The take-away: romantic subplots need to be relevant, interesting, and timely within the larger framework of the story.
Also, love triangles in young adult books are evil. They are overdone, and rarely done well, because they almost always make the character in the middle either look like a terrible person or just plain stupid. That isn’t to say that all love triangles are necessarily bad, but tread carefully. The only love triangle I actually enjoyed is the love triangle in the first three books of the Mortal Instruments series by Cassandra Clare, but that has so many extra appendages it might be better described as a star.
Then we started talking about romantic scenes in particular and what made them work or didn’t work. I’ve read a lot of advice about writing romantic scenes, but the discussion we had and the conclusion we came to was entirely new to me, and it’s advice I apply to my writing all the time—and not just with romantic scenes.
We examined several successful examples in books, movies, and television shows, and we came to this conclusion: There is always more than one emotion. It isn’t just love. If it’s just love, it’s actually kind of boring.
And now for the Disney sing-along:
In every Disney love song, there is more than one emotion at play and more than one motivation for the characters. That’s what makes them so great as romantic scenes. For some, it’s very simple. In Aladdin, “A Whole New World” isn’t just about falling in love, though that’s certainly part of it. There’s also Jasmine’s discovery of Aladdin’s true identity and her wonder at seeing the world from a whole new perspective.
We see a similar scenario in Tangled. “I See the Light” is about Rapunzel’s realization of her dream along with her fear of realizing that dream, and, simultaneously, Eugene’s discovery that his dream was not actually worthwhile, and their mutual discovery of a new dream—each other. They are falling in love, but there are so many other emotions packed into the scene that make it great.
Hercules presents a very different and equally interesting case. In “I Won’t Say I’m in Love,” Meg is actually denying that she’s in love with Hercules not only because of her past heartbreak but also because she’s working for Hades to hurt Hercules.
Finally, consider “Can You Feel the Love Tonight?” from The Lion King. There’s love, obviously, but at the same time, Simba is hiding that he killed his father (or so he thinks), and Nala knows it. Nala expects Simba to come back and save the pride from Scar, but Simba refuses, because he doesn’t feel that he can lead the tribe after what he did (not to mention the hyenas will kill him). So it’s actually a lot more complicated than just love.

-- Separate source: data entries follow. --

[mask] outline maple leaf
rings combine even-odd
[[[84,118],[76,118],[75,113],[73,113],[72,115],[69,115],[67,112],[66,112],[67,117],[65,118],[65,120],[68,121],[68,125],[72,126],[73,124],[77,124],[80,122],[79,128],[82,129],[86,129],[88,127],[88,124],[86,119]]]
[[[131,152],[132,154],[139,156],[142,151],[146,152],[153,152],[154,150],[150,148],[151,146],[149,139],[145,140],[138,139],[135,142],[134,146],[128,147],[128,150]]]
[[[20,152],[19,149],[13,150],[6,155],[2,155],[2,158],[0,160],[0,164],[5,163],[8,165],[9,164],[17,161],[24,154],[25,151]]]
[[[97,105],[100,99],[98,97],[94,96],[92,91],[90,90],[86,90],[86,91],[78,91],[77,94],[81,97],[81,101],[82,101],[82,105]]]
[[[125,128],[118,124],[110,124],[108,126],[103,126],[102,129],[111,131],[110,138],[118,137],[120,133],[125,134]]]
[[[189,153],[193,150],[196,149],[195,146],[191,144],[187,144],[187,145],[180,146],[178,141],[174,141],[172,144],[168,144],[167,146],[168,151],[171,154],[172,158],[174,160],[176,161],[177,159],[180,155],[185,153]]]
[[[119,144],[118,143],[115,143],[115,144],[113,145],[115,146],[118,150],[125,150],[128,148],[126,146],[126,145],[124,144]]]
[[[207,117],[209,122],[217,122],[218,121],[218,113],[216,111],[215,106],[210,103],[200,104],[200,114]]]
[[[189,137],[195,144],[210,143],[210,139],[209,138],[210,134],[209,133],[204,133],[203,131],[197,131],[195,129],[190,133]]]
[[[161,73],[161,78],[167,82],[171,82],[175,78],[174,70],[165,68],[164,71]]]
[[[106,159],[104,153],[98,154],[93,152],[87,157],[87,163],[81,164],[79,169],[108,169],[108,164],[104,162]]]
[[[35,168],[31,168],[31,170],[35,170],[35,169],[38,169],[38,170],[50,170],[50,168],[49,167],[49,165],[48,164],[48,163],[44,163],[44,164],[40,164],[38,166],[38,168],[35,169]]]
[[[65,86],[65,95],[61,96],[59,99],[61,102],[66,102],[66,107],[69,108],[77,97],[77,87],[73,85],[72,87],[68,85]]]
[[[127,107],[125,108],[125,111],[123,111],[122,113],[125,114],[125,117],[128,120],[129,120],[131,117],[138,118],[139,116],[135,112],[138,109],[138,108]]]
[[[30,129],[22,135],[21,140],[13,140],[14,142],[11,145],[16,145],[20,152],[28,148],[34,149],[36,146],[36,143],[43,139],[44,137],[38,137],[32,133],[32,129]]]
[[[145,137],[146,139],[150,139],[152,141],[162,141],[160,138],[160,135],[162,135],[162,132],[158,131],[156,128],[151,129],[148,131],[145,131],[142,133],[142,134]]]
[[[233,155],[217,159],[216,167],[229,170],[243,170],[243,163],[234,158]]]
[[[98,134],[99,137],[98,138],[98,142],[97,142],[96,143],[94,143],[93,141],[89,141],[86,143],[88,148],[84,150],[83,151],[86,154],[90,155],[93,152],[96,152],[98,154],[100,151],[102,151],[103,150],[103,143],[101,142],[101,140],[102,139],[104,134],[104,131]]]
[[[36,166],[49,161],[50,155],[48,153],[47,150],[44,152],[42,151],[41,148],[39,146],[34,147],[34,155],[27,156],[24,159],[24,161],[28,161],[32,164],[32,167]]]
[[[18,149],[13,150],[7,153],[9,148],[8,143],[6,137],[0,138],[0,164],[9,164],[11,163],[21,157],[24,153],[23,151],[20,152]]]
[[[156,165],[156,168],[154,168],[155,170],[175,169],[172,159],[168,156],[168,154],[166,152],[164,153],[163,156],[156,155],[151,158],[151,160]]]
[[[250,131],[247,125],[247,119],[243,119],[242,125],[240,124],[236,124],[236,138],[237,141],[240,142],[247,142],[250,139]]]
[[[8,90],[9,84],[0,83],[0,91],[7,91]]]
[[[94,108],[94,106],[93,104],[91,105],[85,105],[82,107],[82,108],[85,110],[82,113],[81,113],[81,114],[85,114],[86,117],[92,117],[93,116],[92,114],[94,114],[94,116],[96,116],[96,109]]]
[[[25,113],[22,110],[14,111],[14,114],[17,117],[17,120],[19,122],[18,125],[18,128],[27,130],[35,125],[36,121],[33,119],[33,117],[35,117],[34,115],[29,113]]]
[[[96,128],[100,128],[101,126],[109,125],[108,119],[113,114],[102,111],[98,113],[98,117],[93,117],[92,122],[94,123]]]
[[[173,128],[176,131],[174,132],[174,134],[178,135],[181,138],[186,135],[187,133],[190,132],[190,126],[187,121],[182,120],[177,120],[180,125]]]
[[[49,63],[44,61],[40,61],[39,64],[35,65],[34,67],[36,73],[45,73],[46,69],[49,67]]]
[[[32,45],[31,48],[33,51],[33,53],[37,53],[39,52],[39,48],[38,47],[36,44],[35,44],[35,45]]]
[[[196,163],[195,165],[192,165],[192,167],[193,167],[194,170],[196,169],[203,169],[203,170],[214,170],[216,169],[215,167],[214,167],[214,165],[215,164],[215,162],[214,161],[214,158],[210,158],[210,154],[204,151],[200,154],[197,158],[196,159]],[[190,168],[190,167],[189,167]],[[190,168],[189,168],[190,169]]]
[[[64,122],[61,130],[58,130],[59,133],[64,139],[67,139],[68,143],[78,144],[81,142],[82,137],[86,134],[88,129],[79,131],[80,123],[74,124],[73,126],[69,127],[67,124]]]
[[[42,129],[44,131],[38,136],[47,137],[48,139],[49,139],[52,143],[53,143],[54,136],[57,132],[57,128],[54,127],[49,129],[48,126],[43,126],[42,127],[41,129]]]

These are just some examples, but beyond being fun, nostalgic, and musical, they really do teach us something. All successful romantic scenes, and indeed romantic subplots, are based on more than just love. It’s true of relationships in the real world too. It has to be, otherwise no one would believe it in fiction. A relationship that isn’t based on some other connection or emotion besides love won’t get far. So, whether that underlying emotion is friendship, discovery, secrecy, suspicion, wonder, fear, or anything else you can think of, that’s what will make your romantic subplot successful. That’s what will give you tension, character growth, and plot relevance. And that’s what will make your reader care.
So happy Valentine’s Day, and may your romantic subplots, fictional or otherwise, bring you happiness.